Frank : Ce que tu veux.
Katarina : Ce que je veux ?
Frank : Ce que tu veux, toi... c'est si diffi-cile ?
Katarina : Oui... oui, c'est difficile.
Frank : Parce que, c'est toi mon moi. " Qui penserait que derrière ces paroles assez révélatrices qui sont profondes, intenses, sublimant l’amour respectif entre deux-êtres, il y aurait une mise en scène maniérée, qui ne renforce pas le sens-même du propos, avec des acteurs qui jouent chacun de leur coté ? On ne peut pas dire que Marcial Di Fonzo Bo fasse preuve d’une grande imagination lorsqu'il choisit de mettre en scène la pièce de Lars Norén. Combien de films, de pièces de théâtre ou de morceaux de musique voit-on chaque année traitant le délitement du couple ? On espère alors que le metteur en scène va faire preuve d’audace… Que nenni...

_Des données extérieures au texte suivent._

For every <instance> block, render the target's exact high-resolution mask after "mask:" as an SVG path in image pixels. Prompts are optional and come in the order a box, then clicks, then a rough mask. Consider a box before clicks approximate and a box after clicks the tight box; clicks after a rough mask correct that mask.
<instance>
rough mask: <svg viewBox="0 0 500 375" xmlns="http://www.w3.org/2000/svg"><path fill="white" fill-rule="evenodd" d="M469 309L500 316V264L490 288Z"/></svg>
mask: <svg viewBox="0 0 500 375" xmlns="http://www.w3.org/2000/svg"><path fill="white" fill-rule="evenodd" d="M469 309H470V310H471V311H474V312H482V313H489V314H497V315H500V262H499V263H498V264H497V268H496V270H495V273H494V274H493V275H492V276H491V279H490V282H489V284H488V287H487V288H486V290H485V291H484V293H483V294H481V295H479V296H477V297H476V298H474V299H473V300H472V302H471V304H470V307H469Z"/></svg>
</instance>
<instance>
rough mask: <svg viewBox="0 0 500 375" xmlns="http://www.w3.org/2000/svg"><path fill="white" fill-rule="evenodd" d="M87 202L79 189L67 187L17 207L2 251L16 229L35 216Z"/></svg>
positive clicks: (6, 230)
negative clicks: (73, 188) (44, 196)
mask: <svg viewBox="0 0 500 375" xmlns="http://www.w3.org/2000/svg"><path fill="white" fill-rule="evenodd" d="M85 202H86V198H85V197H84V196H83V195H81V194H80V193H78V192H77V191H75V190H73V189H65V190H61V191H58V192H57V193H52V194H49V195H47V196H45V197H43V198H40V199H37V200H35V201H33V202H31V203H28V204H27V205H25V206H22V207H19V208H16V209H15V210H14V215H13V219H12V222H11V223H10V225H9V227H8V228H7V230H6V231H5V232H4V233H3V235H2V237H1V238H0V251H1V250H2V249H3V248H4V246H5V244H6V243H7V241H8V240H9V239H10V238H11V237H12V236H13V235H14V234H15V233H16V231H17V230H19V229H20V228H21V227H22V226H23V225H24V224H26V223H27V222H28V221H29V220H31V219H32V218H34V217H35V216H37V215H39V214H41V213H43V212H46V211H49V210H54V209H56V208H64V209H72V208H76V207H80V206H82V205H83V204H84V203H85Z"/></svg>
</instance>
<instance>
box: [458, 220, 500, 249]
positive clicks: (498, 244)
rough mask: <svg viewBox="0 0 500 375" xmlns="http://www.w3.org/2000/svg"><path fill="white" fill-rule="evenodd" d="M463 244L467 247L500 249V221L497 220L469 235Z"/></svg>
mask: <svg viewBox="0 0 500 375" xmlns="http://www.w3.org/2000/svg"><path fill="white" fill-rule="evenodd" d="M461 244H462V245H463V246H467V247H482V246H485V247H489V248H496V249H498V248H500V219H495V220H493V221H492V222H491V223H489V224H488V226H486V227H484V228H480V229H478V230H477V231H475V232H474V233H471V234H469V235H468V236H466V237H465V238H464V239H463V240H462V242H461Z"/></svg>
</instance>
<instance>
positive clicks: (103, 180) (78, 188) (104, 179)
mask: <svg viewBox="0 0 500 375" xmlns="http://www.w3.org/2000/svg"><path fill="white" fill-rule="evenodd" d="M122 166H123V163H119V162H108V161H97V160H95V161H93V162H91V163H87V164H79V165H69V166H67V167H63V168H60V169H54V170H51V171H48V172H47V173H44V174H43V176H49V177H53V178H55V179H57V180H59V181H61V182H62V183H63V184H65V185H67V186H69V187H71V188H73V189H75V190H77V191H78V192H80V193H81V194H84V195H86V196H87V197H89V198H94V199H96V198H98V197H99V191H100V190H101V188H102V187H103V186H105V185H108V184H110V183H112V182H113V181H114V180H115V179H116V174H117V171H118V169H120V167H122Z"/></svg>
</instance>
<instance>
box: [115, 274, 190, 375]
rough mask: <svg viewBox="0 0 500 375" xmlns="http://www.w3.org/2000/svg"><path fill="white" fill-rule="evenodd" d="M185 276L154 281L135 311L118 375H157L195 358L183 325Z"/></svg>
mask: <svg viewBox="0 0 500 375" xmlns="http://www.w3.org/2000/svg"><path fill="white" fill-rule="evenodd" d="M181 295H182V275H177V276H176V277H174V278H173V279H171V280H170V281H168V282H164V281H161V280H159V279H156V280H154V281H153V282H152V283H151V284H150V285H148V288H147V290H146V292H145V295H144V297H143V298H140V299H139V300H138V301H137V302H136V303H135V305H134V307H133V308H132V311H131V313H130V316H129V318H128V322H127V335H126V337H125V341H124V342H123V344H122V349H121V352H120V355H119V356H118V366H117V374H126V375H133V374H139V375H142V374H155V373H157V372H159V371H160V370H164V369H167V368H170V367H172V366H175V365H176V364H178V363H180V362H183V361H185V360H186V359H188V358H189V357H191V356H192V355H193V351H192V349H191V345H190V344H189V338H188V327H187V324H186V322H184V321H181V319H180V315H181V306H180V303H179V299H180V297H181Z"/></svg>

Je n’ai pas dit que le texte était inintéressant. Bien au contraire, il est extrêmement pertinent. Il est fascinant de voir ce couple, Frank et Katarina qui s’aiment très fort et qui pourtant ne peuvent plus se supporter. Leur couple part en totale déliquescence. Plus on avance dans la pièce et plus ces démons ressortent de ces personnages. Ils ne peuvent pas vivre sans se faire du mal. Et cette relation perverse est extrêmement intéressante. On nous place en tant que spectateur dans ce tourbillon infernal. Où l’homme et la femme se complètent dans le mal, dans l’insulte accompagnant une folie apparente. Et il est vrai qu’il y a un fort sentiment d’oppression qui s’installe pendant toute la durée de la pièce. Le texte est fort et peut bouleverser les âmes sensibles. Ils se détruisent psychiquement et physiquement.
Mais la mise en scène de Marcial di Fonzo Bo gâche la dureté et la beauté du texte. Le décor est laid, c’est un appartement très chic avec un système de tournette montrant une certaine vulgarité. Vulgarité que l’on retrouve dans les costumes de Katarina. Qu’est ce que les fesses de Marina Foïs apportent au personnage et au texte ?

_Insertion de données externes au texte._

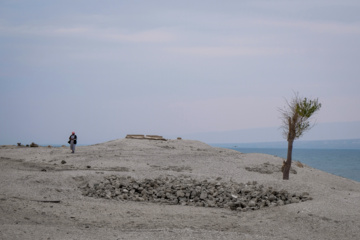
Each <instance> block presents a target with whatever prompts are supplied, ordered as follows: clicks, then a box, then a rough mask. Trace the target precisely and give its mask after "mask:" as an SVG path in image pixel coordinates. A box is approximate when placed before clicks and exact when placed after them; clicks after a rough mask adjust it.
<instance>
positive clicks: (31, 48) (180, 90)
mask: <svg viewBox="0 0 360 240" xmlns="http://www.w3.org/2000/svg"><path fill="white" fill-rule="evenodd" d="M359 12H360V2H359V1H357V0H317V1H310V0H301V1H285V0H273V1H269V0H251V1H250V0H249V1H247V0H243V1H238V0H227V1H213V0H207V1H204V0H198V1H197V0H192V1H188V0H182V1H165V0H164V1H161V0H154V1H145V0H143V1H137V0H134V1H121V0H119V1H107V0H105V1H92V0H87V1H81V0H79V1H73V0H72V1H67V0H62V1H57V0H54V1H45V0H33V1H25V0H16V1H14V0H11V1H10V0H1V1H0V56H1V57H0V144H16V143H17V142H22V143H24V144H28V143H31V142H36V143H42V144H45V143H49V144H50V143H54V144H55V143H56V144H62V143H64V144H66V142H67V139H68V137H69V135H70V134H71V132H72V131H75V132H76V134H77V135H78V138H79V143H83V144H92V143H99V142H104V141H109V140H114V139H119V138H124V137H125V136H126V134H155V135H162V136H164V137H168V136H181V135H191V134H192V136H194V138H196V133H206V132H229V131H238V130H246V129H262V128H277V127H279V126H280V125H281V119H280V113H279V111H278V109H279V108H281V107H283V106H285V102H286V101H285V100H286V99H291V98H292V97H293V95H294V92H298V93H299V95H300V96H302V97H307V98H318V99H319V102H321V103H322V108H321V110H320V111H319V112H318V114H317V115H316V121H317V123H319V124H321V123H347V122H358V121H360V111H359V103H360V94H358V91H359V89H360V79H359V76H360V67H359V62H360V14H359ZM194 134H195V135H194ZM279 135H281V133H280V132H279ZM264 137H265V138H266V139H268V138H269V136H264ZM277 137H278V136H275V135H274V138H277ZM358 137H359V138H360V135H359V136H358ZM265 138H264V139H265ZM333 138H334V139H336V138H337V136H336V133H334V135H333ZM270 139H271V137H270ZM261 140H262V139H261V137H260V138H259V140H258V141H261ZM314 140H316V136H314ZM204 141H206V139H205V140H204Z"/></svg>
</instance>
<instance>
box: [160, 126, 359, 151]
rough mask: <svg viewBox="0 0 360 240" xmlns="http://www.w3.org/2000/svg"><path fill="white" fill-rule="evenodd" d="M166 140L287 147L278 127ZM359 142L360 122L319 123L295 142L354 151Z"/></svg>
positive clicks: (244, 129) (178, 134) (199, 134)
mask: <svg viewBox="0 0 360 240" xmlns="http://www.w3.org/2000/svg"><path fill="white" fill-rule="evenodd" d="M166 137H167V138H176V137H182V138H183V139H192V140H199V141H202V142H206V143H246V144H247V143H251V144H254V143H261V144H265V143H266V144H270V145H271V144H277V145H279V144H280V145H281V146H282V145H283V144H284V143H283V142H285V144H286V141H285V140H284V138H283V136H282V130H281V129H280V128H279V127H269V128H253V129H240V130H232V131H218V132H200V133H192V134H178V135H173V136H166ZM328 139H333V140H328ZM343 139H348V140H343ZM349 139H350V140H349ZM354 139H355V140H354ZM357 139H360V121H357V122H339V123H318V124H316V125H315V126H314V127H313V128H312V129H311V130H310V131H308V132H306V133H305V134H304V136H303V137H301V138H300V139H299V140H296V141H295V142H296V143H295V144H297V146H299V147H300V146H302V144H304V146H305V145H306V144H307V143H305V141H306V142H307V141H314V142H312V143H311V144H315V145H318V146H321V147H326V146H329V147H330V146H332V145H334V146H335V145H336V146H338V147H345V146H347V144H348V146H349V147H351V148H354V147H356V148H357V147H358V145H359V144H358V143H357V142H356V140H357ZM302 141H304V143H301V142H302ZM318 141H322V142H318ZM334 141H336V142H334ZM344 141H346V142H344Z"/></svg>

Tous les acteurs sont des célébrités ! Mon dieu Monsieur di Fonzo Bo, il y a d’autres façons de faire venir du monde ! Surtout que les acteurs sont mauvais, qu’ils se regardent jouer et qu’ils se trouvent vraiment géniaux. Marina Foïs n’est pas si mauvaise, c’est la seule qui fait vivre son personnage, c’est la seule qui nous fait vivre une vraie émotion : c’est la seule où on y croit vraiment… Romain Duris passe à côté de son personnage. Frank est un homme chic et pervers. Duris l’incarne avec complaisance et dans la vulgarité. Le personnage perd toute sa complexité. Anaïs Demoustier joue dans la facilité, on la voit énormément en ce moment au cinéma : Une nouvelle amie, Bird, Caprice, Marguerite et Julien… Ce qui est fascinant c’est que partout, elle joue de la même façon : la jeune fille pure, naïve avec une voix aiguës. Mon dieu Anaïs Demoustier, il faut innover quand on est une actrice… Ce qui pouvait nous plaire commence maintenant a nous agacer. Le jeune Gaspard Ulliel est mauvais et pourtant nous l’avions tant aimé dans Saint Laurent de Bertrand Bonello. On est presque mal à l’aise pour lui. Il joue un homme maladroit et n’y arrive pas et se ridiculise sur scène. On dirait un acteur débutant qui gesticule et caricature son personnage. Ce qui est étonnant dans tout ça, c’est que tous ces acteurs sont excellent au cinéma et aussi mauvais au théatre. Cette pièce manque cruellement de finesse. Je crois que vous l’aurez compris, je n’ai pas aimé cette pièce. Le seul interet que l’on peut y trouver c’est de voir de près des acteurs de cinema que l’on aime habituellement. Si ce n’est pas le cas je dirais qu’une seule chose : “partez en courant et attendez qu’un autre metteur en scène monte le texte de Lars Norén pour y aller !!!”